Malaria pervades every community in my homeland, South Sudan. I was in my village, Ayiet, last summer and brought three months’ worth of anti-malarial pills from the United States for my own protection. One morning, my six-year-old brother, Matiok, woke up with a high fever. He was sweating, vomiting, and shaking — the telltale symptoms of malaria that I myself had experienced in a refugee camp in northern Sudan a decade earlier. I gave him my anti-malarial pills and a few days later, he was back up, chasing dragonflies in the field.
Soon, mothers from the village crowded my house seeking what they called “magical pills” for their malaria-afflicted children.

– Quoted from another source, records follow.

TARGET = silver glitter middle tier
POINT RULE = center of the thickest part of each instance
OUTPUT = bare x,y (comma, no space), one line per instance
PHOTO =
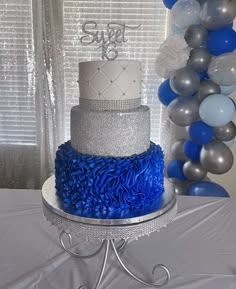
110,133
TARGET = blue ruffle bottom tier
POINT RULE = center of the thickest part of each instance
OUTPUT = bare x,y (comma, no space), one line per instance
109,187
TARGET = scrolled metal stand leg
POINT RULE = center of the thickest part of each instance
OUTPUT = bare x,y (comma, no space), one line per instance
103,264
139,279
122,245
74,254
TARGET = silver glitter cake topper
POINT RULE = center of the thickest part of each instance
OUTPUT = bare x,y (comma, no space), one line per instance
108,38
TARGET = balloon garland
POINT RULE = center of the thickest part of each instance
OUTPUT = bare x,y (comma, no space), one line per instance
198,63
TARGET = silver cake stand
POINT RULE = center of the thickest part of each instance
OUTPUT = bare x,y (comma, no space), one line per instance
113,233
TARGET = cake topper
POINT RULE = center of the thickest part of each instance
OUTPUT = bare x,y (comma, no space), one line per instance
109,38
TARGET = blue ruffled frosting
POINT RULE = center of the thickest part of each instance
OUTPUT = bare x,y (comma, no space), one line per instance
109,187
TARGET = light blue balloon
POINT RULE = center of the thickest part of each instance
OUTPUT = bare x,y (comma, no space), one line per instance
227,90
217,110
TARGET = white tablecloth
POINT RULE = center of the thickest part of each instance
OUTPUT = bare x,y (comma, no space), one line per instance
199,248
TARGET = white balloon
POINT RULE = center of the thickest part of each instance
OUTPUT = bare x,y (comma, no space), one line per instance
186,13
173,54
222,69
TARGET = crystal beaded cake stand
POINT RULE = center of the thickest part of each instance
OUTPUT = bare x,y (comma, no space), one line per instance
109,231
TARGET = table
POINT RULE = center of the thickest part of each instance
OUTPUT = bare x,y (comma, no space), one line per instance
199,248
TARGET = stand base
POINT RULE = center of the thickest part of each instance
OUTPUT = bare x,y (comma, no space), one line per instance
109,245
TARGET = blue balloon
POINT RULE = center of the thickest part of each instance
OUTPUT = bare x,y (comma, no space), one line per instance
221,41
207,189
200,133
192,150
217,110
230,25
203,75
169,3
165,93
227,90
175,170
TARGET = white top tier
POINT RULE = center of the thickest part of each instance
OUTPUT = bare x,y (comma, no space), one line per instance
110,84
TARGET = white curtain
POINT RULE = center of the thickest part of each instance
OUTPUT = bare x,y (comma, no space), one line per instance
40,47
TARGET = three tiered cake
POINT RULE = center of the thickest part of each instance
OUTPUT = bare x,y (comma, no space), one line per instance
110,169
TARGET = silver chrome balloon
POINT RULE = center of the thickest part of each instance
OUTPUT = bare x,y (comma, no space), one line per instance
216,14
216,157
194,171
177,150
222,69
181,188
184,81
199,59
207,87
196,36
183,111
226,132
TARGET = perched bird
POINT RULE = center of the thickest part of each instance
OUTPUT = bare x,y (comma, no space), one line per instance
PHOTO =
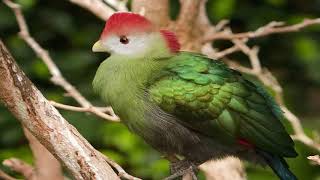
185,105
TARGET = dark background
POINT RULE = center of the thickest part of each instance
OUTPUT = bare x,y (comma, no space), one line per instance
68,32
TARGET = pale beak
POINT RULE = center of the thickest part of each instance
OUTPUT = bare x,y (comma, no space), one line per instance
98,47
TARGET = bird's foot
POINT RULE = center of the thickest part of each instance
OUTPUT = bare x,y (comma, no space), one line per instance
182,168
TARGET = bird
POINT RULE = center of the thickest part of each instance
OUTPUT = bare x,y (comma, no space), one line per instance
185,105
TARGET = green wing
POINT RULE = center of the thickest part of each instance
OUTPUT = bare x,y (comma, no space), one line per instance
216,101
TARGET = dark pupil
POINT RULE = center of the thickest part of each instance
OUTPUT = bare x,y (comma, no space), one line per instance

Malaria is the most common, deadly, disease across South Sudan, but we don’t need magical pills (average South Sudanese people can’t afford them) to eradicate it. There is a simpler, more efficient, more cost-effective tool that has reduced the spread of malaria in many countries by half in the last decade: mosquito nets. A life-saving bed net costs just $10.

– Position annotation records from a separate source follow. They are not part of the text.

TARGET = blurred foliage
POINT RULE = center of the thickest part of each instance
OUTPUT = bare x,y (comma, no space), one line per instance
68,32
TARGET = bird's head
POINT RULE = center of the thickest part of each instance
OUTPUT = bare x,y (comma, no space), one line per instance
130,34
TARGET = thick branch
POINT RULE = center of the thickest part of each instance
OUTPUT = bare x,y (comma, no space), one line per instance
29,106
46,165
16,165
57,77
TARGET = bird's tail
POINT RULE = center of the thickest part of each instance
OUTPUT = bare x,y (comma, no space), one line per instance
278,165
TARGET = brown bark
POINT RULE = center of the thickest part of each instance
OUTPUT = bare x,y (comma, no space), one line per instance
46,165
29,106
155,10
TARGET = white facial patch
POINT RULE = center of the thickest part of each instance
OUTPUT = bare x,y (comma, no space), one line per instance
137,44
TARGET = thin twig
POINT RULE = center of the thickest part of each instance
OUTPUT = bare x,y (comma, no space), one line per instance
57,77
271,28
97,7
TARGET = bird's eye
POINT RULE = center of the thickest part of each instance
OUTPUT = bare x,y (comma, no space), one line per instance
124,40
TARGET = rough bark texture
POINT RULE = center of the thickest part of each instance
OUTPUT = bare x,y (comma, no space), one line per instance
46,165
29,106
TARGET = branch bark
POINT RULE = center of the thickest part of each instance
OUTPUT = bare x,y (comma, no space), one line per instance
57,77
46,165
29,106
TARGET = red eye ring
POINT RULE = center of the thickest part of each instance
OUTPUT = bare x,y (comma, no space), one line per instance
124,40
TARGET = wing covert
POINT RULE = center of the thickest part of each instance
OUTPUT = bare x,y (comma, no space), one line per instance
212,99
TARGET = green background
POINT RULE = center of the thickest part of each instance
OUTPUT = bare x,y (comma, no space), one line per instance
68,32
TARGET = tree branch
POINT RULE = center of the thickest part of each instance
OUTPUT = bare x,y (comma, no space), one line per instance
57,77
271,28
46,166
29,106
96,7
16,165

Last week in Durham, North Carolina, I joined the Nothing But Nets campaign for an inspiring event to raise awareness about the humanitarian crisis facing people in my country. More than 130,000 South Sudanese have fled fighting on the border with Sudan. So I am glad to support Nothing But Nets’ emergency appeal to send 100,000 insecticide-treated bed-nets to help protect refugees in South Sudan from malaria. The refugees in the world’s newest nation face a myriad of challenges — political, social, economic, and even ethnic — that many can only imagine. It’s easy to feel powerless to help. But malaria is not one of those issues: you and I have the power to end this preventable disease.
That’s magic that we can all make.
About Nyuol Tong
Nyuol Tong is a former refugee from South Sudan. He and his family were displaced by a violent war that forced them to live in huts and on the streets for many years. In 2003, his family fled to Cairo, Egypt, where – in his quest for education – Nyuol met a professor who helped him gain admission to Dunn School in California. It was here that he founded a nonprofit organization called SELFSudan. In South Sudan, just 2 percent of boys and fewer than 1 percent of girls complete primary school; just 7 percent of teachers there have formal training. SELFSudan is building a school, the Malualdit Ayeit Liberty Academy, scheduled to open in August. Now a sophomore at Duke University, Nyuol shares his story of with communities, churches, schools, and universities throughout the United States. His journey has shaped his belief that education is the only way to liberate South Sudan from its legacy of war.